NOAA proposes new climate agency

Agency would be based on the National Weather Service.

The National Oceanic and Atmospheric Administration Monday proposed a new climate change service intended to consolidate and improve long-range data and predictions, including rises in sea levels, droughts and other adverse effects.

The plan is modeled on the 140-year-old National Weather Service, which provides short-term information.

"Now we need a climate service ... to really focus on the long-range impacts of climate change," said Commerce Secretary Gary Locke. "This will provide a single point of contact, a one-stop shop for businesses and government that need NOAA's high-quality forecasting for making predictions."

House and Senate appropriators would need to approve the restructuring, Locke said. He wants the new climate service to start in fiscal 2011. Thomas Karl, director of the National Climatic Data Center, would be the transitional director of the service, which would also have six regional directors.

The service would rely on existing resources but will eventually need additional funds, said NOAA Administrator Jane Lubchenco.

The Obama administration's proposal comes amid controversy surrounding some climate data released in a much-heralded report by the United Nation's Intergovernmental Panel on Climate Change, which the United States and others have used as justification to try to curb global greenhouse gas emissions.

A 2007 IPCC report contained unsubstantiated figures to conclude the melting of Himalayan glaciers, which officials at the panel said was an accident.

Climate skeptics have pounced on the flub, with Sen. John Barrasso, R-Wyo., last week calling for IPCC Chairman Rajendra Pachauri to resign.

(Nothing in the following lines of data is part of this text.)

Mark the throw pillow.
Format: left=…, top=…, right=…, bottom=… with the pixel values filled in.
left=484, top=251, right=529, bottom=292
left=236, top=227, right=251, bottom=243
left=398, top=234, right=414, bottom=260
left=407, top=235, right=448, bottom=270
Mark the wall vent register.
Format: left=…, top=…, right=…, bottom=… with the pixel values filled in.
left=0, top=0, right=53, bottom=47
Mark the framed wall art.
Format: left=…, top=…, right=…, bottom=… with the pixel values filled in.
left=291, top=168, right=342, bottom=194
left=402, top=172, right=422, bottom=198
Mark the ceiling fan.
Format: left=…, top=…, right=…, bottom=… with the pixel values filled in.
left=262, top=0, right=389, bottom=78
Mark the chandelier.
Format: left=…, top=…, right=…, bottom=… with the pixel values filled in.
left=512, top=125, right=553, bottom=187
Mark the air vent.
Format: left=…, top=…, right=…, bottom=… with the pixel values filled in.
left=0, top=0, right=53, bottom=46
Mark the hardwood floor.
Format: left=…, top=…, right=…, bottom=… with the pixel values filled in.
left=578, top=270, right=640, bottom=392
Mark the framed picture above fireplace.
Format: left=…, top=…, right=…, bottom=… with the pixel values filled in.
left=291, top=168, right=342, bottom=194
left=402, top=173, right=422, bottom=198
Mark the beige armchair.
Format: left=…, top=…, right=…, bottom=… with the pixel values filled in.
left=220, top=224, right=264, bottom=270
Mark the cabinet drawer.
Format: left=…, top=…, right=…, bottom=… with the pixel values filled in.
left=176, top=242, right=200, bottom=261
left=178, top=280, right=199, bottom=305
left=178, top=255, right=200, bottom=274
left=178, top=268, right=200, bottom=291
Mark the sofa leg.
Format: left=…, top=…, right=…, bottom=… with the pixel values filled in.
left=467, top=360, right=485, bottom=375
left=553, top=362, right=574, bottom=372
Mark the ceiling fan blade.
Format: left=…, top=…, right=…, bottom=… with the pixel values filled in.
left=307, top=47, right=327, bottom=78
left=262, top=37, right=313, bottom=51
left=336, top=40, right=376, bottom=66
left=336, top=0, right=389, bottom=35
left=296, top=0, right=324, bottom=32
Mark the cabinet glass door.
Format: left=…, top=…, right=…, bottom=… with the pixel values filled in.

"Every day, new scandals emerge about the so called 'facts' in the UN reports," Barrasso said in a statement. "The integrity of the data and the integrity of the science have been compromised."

Lubchenco Monday defended the IPCC.

"The IPCC has recognized that that particular conclusion was in error," she said. "That said, the vast majority of the conclusions ... are credible, have been through a very rigorous process and are absolutely state of the science, state of the art."

Lubchenco said the inclusion of the glacier data "was unfortunate but quite atypical of the rest of the IPCC," noting the panel "has thousands and thousands of conclusions about specific changes in the climate system, and that most of them have been shown to be quite reliable."